If you are coming up with the parsley, sage, rosemary, and thyme image when you think of herbs—that’s a good start. But you can expand on the theme. The definition for herbs is fairly flexible. Herbs often feature wonderful aromas, they sometimes (but not always!) are edible, and they frequently have other uses. Plus, many herbs are handsome in a simple sort of way. Most are not flashy, but some herbs certainly have a rugged beauty. When you brush by many herbs, they send their essential oil into the air. In other words, they provide greater breadth to your gardening experience. You could sum them up as plants with added bonuses.

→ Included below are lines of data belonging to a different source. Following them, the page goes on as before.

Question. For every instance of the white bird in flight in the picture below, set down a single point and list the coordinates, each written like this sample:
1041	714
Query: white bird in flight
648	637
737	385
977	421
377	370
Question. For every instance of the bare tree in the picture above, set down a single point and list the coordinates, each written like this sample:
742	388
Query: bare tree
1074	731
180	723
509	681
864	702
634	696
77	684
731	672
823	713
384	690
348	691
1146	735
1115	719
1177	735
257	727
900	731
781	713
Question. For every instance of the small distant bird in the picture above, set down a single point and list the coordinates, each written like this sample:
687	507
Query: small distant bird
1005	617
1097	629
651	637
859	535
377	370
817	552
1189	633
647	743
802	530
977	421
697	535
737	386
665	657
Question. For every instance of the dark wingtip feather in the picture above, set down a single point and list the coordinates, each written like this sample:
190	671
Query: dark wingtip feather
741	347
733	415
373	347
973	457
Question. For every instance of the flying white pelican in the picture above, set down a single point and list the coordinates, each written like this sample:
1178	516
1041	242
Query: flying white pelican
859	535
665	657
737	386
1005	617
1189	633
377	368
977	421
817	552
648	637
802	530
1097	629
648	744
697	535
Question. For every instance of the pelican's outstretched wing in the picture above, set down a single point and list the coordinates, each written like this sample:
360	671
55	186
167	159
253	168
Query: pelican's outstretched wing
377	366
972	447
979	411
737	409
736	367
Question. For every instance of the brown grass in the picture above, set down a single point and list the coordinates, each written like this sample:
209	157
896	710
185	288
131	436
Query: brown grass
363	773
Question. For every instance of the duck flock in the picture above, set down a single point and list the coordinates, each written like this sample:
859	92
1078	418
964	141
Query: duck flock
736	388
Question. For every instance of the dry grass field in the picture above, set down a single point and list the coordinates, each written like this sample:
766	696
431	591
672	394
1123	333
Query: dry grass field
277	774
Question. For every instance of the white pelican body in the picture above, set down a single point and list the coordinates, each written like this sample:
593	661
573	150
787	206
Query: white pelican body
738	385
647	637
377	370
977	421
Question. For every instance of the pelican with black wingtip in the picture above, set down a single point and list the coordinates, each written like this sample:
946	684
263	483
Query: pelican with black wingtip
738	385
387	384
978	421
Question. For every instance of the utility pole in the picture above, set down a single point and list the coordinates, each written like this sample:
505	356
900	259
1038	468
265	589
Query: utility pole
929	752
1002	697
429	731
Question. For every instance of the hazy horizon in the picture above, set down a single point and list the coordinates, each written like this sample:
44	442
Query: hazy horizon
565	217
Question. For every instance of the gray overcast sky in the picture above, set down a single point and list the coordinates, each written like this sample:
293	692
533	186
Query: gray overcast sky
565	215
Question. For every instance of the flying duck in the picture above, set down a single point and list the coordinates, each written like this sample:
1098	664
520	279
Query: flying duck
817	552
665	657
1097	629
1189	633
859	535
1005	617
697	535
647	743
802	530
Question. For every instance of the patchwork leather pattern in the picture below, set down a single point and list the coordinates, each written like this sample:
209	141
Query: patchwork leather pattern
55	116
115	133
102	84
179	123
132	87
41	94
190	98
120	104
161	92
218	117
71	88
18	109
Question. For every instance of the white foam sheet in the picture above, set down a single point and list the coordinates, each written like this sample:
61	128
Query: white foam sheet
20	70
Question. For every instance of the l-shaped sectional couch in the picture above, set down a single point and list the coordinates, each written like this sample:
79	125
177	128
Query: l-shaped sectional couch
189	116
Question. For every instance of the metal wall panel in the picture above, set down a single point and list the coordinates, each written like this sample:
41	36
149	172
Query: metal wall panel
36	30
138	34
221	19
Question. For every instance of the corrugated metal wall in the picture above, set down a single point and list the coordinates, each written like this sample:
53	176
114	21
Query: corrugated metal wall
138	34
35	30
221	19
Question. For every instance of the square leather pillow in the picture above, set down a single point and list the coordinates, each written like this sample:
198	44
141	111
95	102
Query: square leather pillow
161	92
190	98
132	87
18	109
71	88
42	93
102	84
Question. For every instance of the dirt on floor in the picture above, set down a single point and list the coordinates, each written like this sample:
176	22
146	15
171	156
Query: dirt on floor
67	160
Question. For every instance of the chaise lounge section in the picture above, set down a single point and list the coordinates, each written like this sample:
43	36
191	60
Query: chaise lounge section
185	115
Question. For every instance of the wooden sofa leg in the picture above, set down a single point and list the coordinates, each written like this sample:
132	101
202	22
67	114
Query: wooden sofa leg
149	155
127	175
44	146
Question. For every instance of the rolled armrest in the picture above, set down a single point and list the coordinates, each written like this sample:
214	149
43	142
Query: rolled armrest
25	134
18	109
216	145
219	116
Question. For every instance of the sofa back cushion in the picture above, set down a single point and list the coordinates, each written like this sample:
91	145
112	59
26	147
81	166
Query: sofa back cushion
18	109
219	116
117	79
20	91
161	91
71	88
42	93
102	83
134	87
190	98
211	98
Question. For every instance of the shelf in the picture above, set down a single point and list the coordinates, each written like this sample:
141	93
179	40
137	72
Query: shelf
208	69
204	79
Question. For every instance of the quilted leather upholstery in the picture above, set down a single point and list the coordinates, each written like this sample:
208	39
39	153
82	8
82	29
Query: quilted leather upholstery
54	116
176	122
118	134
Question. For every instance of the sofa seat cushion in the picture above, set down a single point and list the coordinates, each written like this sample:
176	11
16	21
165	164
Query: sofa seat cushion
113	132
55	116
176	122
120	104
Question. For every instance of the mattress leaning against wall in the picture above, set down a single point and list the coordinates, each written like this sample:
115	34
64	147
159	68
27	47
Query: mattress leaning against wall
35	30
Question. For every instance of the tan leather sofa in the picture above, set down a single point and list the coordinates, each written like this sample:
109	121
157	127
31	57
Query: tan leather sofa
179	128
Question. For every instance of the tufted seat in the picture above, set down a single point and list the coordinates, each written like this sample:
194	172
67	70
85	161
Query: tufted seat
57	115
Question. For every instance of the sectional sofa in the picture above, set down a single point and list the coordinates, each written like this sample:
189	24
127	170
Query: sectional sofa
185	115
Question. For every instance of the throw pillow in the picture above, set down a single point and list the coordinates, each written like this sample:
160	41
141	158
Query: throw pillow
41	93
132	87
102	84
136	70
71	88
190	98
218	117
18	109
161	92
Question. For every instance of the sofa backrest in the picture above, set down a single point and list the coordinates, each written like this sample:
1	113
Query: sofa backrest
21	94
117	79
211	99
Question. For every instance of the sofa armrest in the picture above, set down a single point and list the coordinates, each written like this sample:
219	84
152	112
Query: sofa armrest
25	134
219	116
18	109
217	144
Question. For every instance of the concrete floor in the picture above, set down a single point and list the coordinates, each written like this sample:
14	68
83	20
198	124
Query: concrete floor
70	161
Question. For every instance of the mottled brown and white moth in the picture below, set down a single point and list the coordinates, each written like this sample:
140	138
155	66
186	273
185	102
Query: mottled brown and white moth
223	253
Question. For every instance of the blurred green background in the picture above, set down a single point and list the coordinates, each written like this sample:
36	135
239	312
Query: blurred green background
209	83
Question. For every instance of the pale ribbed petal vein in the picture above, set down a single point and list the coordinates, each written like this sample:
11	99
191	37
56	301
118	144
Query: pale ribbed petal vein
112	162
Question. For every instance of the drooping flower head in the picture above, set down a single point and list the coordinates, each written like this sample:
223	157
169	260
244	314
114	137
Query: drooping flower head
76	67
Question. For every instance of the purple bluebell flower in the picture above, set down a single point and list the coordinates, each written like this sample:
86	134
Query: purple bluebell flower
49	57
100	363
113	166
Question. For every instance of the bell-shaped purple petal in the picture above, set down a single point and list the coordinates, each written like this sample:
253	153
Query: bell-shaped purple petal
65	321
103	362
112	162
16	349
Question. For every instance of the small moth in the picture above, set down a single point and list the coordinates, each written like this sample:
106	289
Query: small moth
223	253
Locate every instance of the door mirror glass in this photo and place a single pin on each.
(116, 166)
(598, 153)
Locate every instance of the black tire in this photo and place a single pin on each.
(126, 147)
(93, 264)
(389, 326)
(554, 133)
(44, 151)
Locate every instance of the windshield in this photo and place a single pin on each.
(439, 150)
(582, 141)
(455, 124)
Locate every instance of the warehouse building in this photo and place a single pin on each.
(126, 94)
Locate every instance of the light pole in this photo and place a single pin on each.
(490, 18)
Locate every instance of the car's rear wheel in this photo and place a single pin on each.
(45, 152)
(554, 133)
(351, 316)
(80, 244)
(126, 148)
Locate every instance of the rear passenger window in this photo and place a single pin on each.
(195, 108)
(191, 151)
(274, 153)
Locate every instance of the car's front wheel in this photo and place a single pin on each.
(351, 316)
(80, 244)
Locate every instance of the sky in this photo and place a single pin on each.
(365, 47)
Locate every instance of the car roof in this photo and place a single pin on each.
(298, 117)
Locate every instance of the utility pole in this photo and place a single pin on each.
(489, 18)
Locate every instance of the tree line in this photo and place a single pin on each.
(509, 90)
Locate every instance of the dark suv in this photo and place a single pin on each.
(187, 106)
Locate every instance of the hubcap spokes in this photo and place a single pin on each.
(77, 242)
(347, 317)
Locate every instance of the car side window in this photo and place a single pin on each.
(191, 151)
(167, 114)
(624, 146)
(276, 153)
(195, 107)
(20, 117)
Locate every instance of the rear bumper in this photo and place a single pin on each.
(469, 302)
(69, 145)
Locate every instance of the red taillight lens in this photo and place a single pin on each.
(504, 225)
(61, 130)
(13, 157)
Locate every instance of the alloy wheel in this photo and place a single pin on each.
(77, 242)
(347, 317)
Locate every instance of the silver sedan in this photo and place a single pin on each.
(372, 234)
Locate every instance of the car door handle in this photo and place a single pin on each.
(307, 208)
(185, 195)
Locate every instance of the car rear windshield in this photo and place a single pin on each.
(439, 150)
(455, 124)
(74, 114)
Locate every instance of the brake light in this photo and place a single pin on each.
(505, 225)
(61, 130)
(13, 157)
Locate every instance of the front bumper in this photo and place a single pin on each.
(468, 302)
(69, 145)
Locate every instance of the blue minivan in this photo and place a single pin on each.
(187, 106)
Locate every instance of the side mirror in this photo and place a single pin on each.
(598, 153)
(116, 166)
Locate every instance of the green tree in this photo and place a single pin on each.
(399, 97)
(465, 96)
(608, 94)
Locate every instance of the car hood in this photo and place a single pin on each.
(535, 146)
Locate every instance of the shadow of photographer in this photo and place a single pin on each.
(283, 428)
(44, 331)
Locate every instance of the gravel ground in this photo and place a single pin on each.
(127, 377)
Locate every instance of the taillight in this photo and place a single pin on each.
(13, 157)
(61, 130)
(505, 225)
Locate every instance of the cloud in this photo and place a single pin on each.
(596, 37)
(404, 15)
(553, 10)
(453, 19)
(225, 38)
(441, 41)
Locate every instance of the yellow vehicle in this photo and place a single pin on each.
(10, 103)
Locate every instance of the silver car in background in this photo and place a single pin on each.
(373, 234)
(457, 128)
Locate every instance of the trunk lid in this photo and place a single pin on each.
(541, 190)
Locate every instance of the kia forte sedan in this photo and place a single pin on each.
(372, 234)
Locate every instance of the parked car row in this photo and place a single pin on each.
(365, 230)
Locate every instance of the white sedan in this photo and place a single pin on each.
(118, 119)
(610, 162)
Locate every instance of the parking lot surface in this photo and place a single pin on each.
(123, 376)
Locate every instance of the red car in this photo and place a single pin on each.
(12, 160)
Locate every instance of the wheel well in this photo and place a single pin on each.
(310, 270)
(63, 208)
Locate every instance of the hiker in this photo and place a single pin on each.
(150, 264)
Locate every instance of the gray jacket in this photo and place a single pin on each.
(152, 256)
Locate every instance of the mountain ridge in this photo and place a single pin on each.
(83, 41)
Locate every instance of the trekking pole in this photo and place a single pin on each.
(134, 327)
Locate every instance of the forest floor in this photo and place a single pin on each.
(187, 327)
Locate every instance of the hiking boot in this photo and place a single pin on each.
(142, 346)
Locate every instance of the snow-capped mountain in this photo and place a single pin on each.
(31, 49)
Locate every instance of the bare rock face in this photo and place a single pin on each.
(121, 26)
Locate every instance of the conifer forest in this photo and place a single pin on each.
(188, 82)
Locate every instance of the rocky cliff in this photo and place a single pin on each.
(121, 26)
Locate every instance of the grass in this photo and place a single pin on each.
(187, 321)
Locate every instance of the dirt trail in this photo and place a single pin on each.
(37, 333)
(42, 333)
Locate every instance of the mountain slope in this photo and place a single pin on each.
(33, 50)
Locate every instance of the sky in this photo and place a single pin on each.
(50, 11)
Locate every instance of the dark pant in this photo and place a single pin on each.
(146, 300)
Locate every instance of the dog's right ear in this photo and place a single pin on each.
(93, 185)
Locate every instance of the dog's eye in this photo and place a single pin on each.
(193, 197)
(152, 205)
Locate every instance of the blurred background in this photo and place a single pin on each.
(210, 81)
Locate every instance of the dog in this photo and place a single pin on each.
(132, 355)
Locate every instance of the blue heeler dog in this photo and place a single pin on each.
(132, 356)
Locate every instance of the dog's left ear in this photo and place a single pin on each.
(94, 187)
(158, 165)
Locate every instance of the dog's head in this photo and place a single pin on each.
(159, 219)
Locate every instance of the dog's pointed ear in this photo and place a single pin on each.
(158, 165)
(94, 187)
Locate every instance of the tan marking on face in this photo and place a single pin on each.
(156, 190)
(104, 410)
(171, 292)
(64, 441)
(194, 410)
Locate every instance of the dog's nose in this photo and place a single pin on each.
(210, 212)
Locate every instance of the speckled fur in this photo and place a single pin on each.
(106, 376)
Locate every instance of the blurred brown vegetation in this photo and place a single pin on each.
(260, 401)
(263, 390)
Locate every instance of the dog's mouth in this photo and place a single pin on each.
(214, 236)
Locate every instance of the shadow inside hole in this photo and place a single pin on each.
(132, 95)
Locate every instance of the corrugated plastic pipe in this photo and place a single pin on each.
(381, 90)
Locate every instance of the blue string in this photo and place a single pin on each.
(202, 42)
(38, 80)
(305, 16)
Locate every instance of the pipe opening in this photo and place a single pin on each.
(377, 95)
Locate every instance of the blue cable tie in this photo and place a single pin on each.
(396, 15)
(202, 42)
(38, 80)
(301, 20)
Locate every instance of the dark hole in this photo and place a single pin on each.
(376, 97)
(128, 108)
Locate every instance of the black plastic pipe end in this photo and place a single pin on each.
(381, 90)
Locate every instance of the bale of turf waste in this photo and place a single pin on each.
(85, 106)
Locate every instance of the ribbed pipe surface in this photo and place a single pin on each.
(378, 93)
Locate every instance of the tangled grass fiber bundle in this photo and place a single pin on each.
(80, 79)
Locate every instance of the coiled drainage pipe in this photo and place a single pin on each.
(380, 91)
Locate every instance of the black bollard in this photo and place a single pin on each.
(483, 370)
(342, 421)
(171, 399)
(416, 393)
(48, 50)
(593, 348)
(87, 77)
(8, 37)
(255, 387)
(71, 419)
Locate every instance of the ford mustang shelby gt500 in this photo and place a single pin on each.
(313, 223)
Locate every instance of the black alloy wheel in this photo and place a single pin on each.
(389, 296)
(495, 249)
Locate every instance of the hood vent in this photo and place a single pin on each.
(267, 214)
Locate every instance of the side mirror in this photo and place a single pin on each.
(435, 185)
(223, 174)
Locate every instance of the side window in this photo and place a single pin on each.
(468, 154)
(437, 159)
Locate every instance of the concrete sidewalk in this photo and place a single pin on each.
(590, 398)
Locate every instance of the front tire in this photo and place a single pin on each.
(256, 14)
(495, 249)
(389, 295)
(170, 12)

Beyond Ye Olde Herb Garden

First of all, you want to liberate those herbs. The traditional four square Colonial gardens are all well and good, but they aren’t the only way to frame herbs. Free them from that rubric, and you can have a field day. Sprinkle herbs throughout your garden to enhance the experience. Herbs tend to display particularly well when grouped in mass. Because their flowers are often modest, increasing the volume makes for a more meaningful presentation. You can create an airy, heady spectacle by clustering the same herb side-by-side with the same species. Or, go for a textural dialogue and weave together a tapestry of thymes, sages, basils, or whatever. Thanks to the many varieties readily available, you can go to town. Let creeping herbs—like thyme—spill over the edges of stonework to soften the lines. For herbs that you nibble often, like basil, you could grow them like a crop, filling raised beds with several options—like bushy globe basil and standard upright Genovese sweet basil grown side by side. Because many herbs are more aromatic when they are grown “lean,” consider skipping the compost when preparing their growing area. Instead, apply Coast of Maine Top Soil to their beds and find a location with plenty of sun.

Herbs in Containers

Herbs lend themselves to container gardening. They are compact, handsome, and the sort of plant you might want to tickle often when you stroll by, releasing their scents into the air. The secret for success when growing herbs in pots is to furnish generous root room. Most herbs have plentiful roots plunging down. If you confine those roots to shallow pots, they are going to be continually thirsty (and wilt often!). Don’t make those herb containers high maintenance. Instead, give herbs deep containers with plenty of root space. Sap buckets work great. Use Coast of Maine Stonington Blend Organic & Natural Grower’s Mix or try Coast of Maine Organic & Natural Planting Soil for Tomatoes & Vegetables to fill the pots.

Reap the Rewards

Growing plants with added bonuses is a blast. If the herbs are edible, take a taste. Or just admire the good scents that herbs emit to spice up your life. Whether you tuck some lavender into trough planters, plant a raised bed, or add a rose-scented geranium to your patio display, herbs make summer more sensational.